Das geschlossene Ghetto Piaski im Landkreis Lublin diente ebenso wie Izbica als Durchgangslager in die Vernichtungsstätten des Distrikts Lublin. Schon im Februar und März 1940 waren etwa 1400 deutsche Juden aus Stettin und Schneidemühl deportiert worden, um sie in Piaski, Bełżyce und Glusk anzusiedeln. Viele von ihnen waren bereits gestorben, als Piaski ab März 1942 zu einem Sammelpunkt für Transporte aus dem Reichsgebiet und dem „Protektorat Böhmen und Mähren“ gemacht wurde.

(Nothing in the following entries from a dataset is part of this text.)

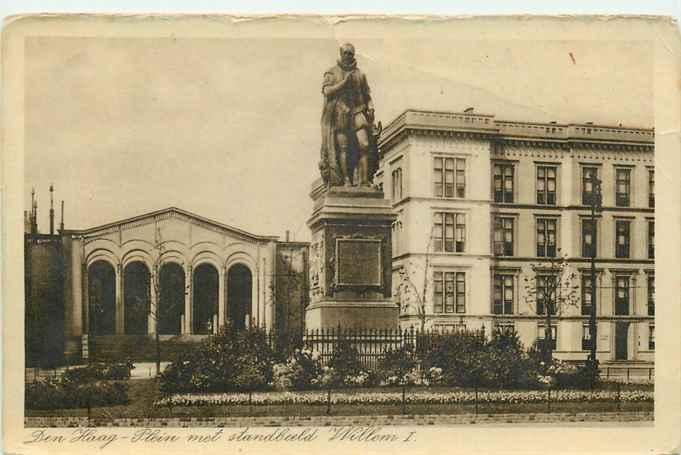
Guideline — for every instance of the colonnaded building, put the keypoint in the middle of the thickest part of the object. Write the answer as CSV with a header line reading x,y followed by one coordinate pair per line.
x,y
478,202
103,282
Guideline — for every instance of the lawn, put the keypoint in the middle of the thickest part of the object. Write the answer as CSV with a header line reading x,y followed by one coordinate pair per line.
x,y
144,392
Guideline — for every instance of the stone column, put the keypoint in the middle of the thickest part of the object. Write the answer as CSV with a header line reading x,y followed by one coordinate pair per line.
x,y
221,297
189,285
120,301
85,298
153,315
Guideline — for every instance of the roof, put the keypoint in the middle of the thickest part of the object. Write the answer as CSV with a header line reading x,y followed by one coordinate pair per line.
x,y
485,124
174,210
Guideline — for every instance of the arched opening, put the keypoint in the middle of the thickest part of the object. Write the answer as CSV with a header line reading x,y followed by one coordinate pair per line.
x,y
137,298
170,306
205,304
239,295
102,298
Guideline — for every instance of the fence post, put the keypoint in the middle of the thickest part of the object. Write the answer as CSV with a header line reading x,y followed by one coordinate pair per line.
x,y
404,393
476,397
328,401
89,412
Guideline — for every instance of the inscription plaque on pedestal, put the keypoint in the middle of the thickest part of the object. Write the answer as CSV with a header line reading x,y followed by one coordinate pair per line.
x,y
359,262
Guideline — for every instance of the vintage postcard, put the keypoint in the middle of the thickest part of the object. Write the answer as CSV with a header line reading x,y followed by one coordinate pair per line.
x,y
363,234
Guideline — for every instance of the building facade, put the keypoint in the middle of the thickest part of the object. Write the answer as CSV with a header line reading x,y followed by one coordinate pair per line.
x,y
169,271
481,202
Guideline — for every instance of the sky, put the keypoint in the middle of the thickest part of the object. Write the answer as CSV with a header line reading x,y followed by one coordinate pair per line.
x,y
229,128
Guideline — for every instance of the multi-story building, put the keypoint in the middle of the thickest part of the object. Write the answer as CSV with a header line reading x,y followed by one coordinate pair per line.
x,y
481,201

Im März 1942 wurden aus Piaski mehr als 3000 polnische Juden nach Bełżec deportiert; dafür trafen rund 4000 Juden aus dem Reich und dem „Protektorat“ dort ein. Über diese Vorgänge berichtet das bereits 1940 aus Stettin nach Piaski deportierte Ehepaar Max und Martha Bauchwitz in einem Brief vom 25. März 1942 an die Tochter: „Wir sind von 700 etwa noch 150 hier […] Wir stehen noch stark unter dem Eindruck der letzten Tage. E ist wüst leer. Die 1500 aus Mainz, Worms und Darmstadt sind in die Wohnungen der Verreisten gekommen. Sie haben keinen Pfennig Geld! Man erzählt, viele seien unterwegs gestorben.“ Auch drei Postkarten vom April 1942 aus Piaski nach Mainz sind überliefert.
Am 22. Juni 1942 setzten Transporte nach Sobibór ein. Ab Februar 1943 wurde das Ghetto aufgelöst. Die verbliebenen Juden wurden in ein Vernichtungslager gebracht.
Wann genau Bertha Stiefel im Konzentrationslager Majdanek ermordet wurde, ist nicht bekannt.